No piensen ustedes que el
culto a los santos ha decaído. Sigue vigente en una parcela importante del
pueblo y forma un capítulo especial de la piedad popular. Lo pude comprobar in
situ, porque en la elaboración de mi libro la acompañé de frecuentes
visitas a los lugares de culto popular en esta Sevilla mía, donde resido. Y
observé a la gente, cómo reza, cómo enciende una vela, quise intuir qué le pide
al santo. Vi que era gente de todo pelaje, gente gorda y menuda, gente de bien
y de escalera abajo, que no iban al santo porque deseasen imitar sus virtudes;
acudían sencillamente a pedir favores, que presumiblemente son salud y dinero,
pasando por esa madre que pide por su hijo enganchado a la droga, o la joven
que suspira por un novio, etc.
Roma está empeñada de
siglos, desde que tomó las riendas de las canonizaciones en sus manos, en
perseguir un fin pedagógico con los santos –dignos de ser imitados en sus
virtudes–, y la gente, el pueblo soberano, busca en el santo el intercesor a
sus necesidades vitales. Son dos ritmos distintos, dos caminos. La devoción
popular a los santos sigue su propio ritmo, no marcado por la liturgia de la
Iglesia, a veces caprichoso y no pocas veces supersticioso. Pero ahí está un
fenómeno que no debe ser despreciado por los eruditos.

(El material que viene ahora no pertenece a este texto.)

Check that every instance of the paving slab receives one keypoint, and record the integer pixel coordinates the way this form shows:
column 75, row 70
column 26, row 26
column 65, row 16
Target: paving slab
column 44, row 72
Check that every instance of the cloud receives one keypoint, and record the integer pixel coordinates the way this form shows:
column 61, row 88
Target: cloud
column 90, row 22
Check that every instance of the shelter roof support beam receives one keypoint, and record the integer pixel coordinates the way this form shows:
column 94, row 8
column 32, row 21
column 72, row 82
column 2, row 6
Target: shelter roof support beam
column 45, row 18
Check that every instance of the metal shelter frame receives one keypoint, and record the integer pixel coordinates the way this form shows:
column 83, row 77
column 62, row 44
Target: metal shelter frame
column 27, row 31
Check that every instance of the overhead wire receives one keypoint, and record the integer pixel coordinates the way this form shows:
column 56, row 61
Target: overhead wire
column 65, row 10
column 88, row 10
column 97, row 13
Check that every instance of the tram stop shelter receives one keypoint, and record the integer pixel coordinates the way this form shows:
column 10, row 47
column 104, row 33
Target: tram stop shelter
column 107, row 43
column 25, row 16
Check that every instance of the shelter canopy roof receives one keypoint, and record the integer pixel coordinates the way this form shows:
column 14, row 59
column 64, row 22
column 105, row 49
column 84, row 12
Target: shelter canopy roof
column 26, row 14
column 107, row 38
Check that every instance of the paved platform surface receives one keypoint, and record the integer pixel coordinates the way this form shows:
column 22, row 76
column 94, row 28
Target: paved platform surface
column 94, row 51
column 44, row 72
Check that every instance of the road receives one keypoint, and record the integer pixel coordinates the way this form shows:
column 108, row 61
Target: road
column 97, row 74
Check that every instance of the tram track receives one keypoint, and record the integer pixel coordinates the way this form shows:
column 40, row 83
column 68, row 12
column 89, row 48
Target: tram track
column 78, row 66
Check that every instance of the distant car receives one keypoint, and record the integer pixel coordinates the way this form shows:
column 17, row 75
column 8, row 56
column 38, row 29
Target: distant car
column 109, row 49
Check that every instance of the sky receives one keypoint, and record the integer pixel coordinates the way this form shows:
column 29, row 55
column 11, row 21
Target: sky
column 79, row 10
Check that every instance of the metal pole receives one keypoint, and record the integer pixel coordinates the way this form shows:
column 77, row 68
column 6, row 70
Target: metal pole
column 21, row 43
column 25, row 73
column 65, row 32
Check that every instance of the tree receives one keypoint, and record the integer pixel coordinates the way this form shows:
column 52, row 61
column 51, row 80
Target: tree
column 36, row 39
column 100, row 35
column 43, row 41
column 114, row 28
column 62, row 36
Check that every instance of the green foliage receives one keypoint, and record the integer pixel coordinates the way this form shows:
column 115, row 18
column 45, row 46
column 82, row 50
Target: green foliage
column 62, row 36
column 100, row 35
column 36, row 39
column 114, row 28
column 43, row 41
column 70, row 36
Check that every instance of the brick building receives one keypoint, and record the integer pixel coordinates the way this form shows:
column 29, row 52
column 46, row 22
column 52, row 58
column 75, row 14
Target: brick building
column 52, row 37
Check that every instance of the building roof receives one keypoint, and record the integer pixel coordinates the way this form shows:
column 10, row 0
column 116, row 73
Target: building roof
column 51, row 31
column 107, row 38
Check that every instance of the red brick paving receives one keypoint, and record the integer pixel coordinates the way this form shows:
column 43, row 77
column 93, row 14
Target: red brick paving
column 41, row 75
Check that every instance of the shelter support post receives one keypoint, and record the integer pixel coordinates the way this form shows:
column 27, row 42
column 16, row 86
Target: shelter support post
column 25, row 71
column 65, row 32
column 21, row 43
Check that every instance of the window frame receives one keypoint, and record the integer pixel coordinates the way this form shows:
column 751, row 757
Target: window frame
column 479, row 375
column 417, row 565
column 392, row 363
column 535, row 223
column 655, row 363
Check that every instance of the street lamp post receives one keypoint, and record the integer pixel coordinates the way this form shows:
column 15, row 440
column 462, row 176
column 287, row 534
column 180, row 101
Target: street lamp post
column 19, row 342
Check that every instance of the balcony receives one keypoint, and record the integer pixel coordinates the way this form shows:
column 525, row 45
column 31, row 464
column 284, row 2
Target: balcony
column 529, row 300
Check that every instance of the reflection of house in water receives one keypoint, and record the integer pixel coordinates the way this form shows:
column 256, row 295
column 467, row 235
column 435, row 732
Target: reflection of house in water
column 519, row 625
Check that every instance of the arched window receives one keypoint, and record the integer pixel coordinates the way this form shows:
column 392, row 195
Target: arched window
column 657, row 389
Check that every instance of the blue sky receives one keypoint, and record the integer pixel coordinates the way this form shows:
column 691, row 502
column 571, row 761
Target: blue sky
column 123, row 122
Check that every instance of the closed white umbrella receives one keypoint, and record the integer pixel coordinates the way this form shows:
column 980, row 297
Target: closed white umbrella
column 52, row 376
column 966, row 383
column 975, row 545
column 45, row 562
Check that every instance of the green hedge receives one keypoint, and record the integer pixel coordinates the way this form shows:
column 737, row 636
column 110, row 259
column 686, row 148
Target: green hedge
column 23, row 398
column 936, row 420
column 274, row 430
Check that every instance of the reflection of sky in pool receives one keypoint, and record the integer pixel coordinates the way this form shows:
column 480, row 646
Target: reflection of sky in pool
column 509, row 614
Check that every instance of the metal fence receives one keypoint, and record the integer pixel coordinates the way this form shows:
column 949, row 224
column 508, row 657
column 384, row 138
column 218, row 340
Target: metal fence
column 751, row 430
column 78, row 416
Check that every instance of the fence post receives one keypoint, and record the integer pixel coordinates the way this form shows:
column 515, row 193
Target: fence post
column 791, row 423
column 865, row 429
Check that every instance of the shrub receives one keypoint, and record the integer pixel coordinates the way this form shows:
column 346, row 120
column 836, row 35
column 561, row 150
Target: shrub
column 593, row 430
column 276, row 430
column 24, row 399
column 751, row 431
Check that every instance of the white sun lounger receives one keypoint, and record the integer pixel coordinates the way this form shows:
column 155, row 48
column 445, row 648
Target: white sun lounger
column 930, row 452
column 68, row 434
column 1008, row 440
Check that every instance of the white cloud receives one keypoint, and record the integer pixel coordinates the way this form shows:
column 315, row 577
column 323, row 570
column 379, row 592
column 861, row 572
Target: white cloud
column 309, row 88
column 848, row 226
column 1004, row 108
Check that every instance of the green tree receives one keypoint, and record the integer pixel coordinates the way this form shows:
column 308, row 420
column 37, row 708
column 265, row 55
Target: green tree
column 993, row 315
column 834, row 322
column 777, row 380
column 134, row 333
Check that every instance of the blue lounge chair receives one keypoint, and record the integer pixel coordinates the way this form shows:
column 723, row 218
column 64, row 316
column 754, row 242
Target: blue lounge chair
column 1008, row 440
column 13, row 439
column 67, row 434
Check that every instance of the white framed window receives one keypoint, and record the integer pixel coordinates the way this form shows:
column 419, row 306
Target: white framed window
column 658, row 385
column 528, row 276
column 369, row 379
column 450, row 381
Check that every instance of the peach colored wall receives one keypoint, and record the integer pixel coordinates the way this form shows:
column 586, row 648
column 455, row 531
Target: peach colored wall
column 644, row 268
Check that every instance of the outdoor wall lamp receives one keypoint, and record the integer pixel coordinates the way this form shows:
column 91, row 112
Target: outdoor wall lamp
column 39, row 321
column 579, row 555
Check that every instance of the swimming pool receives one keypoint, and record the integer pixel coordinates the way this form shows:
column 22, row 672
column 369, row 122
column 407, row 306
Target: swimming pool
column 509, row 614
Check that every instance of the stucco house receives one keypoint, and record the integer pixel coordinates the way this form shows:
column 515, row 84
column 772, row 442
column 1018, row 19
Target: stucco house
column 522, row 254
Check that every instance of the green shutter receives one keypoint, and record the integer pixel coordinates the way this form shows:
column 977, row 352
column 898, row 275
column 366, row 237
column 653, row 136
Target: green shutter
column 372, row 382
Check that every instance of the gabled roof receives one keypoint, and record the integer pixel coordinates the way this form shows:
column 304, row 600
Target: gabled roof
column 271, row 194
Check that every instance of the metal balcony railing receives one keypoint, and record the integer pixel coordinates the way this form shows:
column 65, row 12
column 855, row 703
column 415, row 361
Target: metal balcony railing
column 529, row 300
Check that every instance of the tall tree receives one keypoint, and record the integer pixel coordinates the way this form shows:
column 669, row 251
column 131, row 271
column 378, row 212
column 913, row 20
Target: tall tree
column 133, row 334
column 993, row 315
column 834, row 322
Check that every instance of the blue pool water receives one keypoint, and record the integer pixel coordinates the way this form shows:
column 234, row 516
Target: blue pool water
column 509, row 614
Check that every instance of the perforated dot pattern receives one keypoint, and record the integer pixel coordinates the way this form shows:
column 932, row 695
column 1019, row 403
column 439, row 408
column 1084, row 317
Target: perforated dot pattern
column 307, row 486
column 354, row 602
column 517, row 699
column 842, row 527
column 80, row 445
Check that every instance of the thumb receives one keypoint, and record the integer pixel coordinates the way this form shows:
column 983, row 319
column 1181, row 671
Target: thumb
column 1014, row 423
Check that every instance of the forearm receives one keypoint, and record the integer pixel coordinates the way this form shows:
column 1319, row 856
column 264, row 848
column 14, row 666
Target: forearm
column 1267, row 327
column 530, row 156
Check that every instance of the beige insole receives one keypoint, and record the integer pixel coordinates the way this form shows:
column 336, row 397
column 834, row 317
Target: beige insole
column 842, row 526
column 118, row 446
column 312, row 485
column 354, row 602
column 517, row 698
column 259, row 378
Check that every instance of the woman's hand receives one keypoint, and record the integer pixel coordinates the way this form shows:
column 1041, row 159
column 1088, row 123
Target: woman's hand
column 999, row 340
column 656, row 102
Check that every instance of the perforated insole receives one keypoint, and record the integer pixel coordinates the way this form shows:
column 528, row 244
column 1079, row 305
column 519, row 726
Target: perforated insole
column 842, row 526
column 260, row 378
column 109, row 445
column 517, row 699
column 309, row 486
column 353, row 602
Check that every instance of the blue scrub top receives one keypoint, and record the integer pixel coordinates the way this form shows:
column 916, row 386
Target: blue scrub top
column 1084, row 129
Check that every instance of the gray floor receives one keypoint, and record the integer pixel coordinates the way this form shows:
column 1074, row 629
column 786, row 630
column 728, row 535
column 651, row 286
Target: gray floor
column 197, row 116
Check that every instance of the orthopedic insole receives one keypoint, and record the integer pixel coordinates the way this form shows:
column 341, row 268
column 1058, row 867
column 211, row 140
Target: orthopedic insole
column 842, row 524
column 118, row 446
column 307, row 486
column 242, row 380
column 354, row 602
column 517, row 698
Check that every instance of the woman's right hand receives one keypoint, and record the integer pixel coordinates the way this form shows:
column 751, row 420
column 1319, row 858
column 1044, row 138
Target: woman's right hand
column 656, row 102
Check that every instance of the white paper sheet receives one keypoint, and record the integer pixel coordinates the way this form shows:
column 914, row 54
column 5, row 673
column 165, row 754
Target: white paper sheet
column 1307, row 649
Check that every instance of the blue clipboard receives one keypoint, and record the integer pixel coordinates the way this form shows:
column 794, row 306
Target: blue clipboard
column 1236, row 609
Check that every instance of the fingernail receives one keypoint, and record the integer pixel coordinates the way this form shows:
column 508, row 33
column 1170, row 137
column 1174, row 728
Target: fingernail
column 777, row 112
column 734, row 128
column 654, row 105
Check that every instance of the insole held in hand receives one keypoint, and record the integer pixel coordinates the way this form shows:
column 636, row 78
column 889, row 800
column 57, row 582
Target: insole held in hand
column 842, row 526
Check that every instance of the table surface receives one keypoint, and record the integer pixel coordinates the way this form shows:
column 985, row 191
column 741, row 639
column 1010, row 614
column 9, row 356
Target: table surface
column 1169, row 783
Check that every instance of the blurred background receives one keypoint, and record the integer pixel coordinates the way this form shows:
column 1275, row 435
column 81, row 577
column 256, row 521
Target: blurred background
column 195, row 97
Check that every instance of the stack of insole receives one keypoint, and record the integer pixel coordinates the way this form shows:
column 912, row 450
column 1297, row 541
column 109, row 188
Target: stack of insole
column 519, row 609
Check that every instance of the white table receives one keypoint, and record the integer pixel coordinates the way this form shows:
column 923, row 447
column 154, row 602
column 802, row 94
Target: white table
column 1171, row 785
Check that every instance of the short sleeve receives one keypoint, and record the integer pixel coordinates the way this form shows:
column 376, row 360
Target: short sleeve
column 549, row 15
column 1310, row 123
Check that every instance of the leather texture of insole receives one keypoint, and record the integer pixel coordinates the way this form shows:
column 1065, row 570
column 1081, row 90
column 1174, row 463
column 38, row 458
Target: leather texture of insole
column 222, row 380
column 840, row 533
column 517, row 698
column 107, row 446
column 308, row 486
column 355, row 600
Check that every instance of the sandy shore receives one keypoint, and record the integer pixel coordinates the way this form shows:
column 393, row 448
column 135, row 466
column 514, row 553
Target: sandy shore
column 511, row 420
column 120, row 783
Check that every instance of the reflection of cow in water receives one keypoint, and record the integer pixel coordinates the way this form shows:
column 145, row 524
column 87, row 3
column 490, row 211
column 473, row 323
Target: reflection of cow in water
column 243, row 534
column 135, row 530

Pienso si no caminamos tal
vez hacia una nueva Edad Media, que fue la época dorada de los santos, cuando
se gestaron sus bellas y piadosas leyendas, que están contadas en aquel libro
emblemático de Santiago de Vorágine, titulado Leyenda dorada. Llegados
al Renacimiento, Erasmo denuncia como una locura en su Elogio de la Locura
esa devoción popular hacia los santos que presidió el mundo medieval:
–¿No es una locura que
cada tierra reclame como particularmente suyo a algún santo y que se otorgue a
cada uno de ellos facultades especiales y se les venere con una especie de
culto particular? De modo que éste socorre en los males de muelas, aquél es
favorable a las parturientas, otro restituye los bienes robados, otro
resplandece propicio en los naufragios, otro vela por el ganado... y así los
demás.
En los lugares donde
triunfó la Reforma protestante, desaparecieron de las iglesias las reliquias y
las imágenes de los santos. Era una reacción a tanto abuso cometido con las
reliquias de santos en la etapa anterior.
Pero los tiempos pasan y
el culto popular a los santos permanece, a pesar del esfuerzo de una teología
ilustrada. El concilio de Trento salió al paso para declarar que «sólo hombres
de mentalidad irreligiosa niegan que los santos, que gozan de bienaventuranza
en el paraíso, deban ser invocados». Tras una imagen hay un santo que ha
marcado un momento de la historia de la Iglesia y un pueblo que lo invoca y le
guarda devoción.
Es lo que contestaba san
Francisco de Sales a su amigo el obispo de Bruges en una larga carta fechada en
1604:
–¿Se puede uno servir de
la historia de los santos? ¿Y cómo no? ¿Puede haber cosas más útiles y bellas?
Pero también debemos decir: ¿Qué son las vidas de los santos sino el evangelio
puesto en práctica? Entre el evangelio y la vida de los santos no hay mayor
diferencia que entre la música escrita y la música cantada.
Y es que «somos una
Iglesia de santos», que diría Bernanos.